The find has been likened to the discovery of a treasure trove
Geologists in southern India say they have found hundreds of dinosaur egg clusters which could be about 65 million years old.
It was a chance find discovered when a team of scientists were locating a place to excavate an ancient riverbed in the state of Tamil Nadu.
As they dug deeper they saw layers of what looked like fossilised eggs.
The photos and samples were then sent to various universities who confirmed that they were dinosaur eggs.
Each egg is the size of a football - about 13 to 23cm in diameter, lying buried in sandy nests.
The leader of the team, MU Ramkumar, told the BBC the finding is significant and could help to unravel the mystery about the extinction of dinosaurs.
"The important finding is that these eggs have been found in different layers that means the dinosaurs came to the place over and over year after year," he said.
Sauropods are renowned for their size
"The second important thing is that we have got volcanic ash deposits on the eggs which suggests that volcanic activity could have caused their extinction.

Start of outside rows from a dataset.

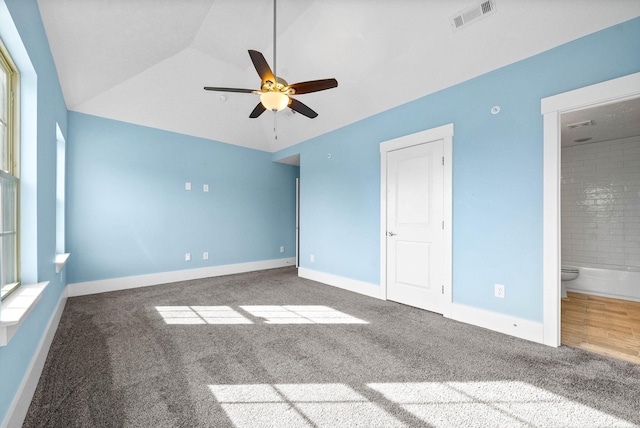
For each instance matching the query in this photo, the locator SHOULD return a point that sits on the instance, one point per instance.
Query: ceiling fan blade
(262, 67)
(301, 108)
(244, 91)
(314, 86)
(257, 111)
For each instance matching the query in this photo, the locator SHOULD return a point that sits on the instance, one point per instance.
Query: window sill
(61, 259)
(16, 308)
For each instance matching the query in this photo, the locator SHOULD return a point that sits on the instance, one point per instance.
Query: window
(9, 182)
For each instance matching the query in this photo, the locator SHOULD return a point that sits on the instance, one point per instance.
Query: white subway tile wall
(601, 204)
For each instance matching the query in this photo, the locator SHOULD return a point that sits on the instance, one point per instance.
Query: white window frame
(11, 175)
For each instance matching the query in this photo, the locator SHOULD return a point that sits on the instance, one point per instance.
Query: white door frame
(551, 108)
(445, 133)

"The other thing we have found is that all these eggs are unhatched and infertile. So what made the eggs infertile? We need to carry out further studies to learn more from the findings."
Scientists believe the eggs belong to the docile leaf-eating Sauropod branch of dinosaurs. Their remains have been dug up on every continent, including Antarctica.
Palaeontologists use the term to describe large, four-legged, plant-eating dinosaurs with bulky bodies, long necks and tails and tiny heads with relatively small brains.
Dr Ramkumar and his team have called on the central and state governments to protect what they are calling a "Jurassic treasure trove".
The presence of dinosaur eggs was first recorded in the same district by a British geologist in the 1860s. In the 1990s a dinosaur egg was found in a government-owned factory in the state.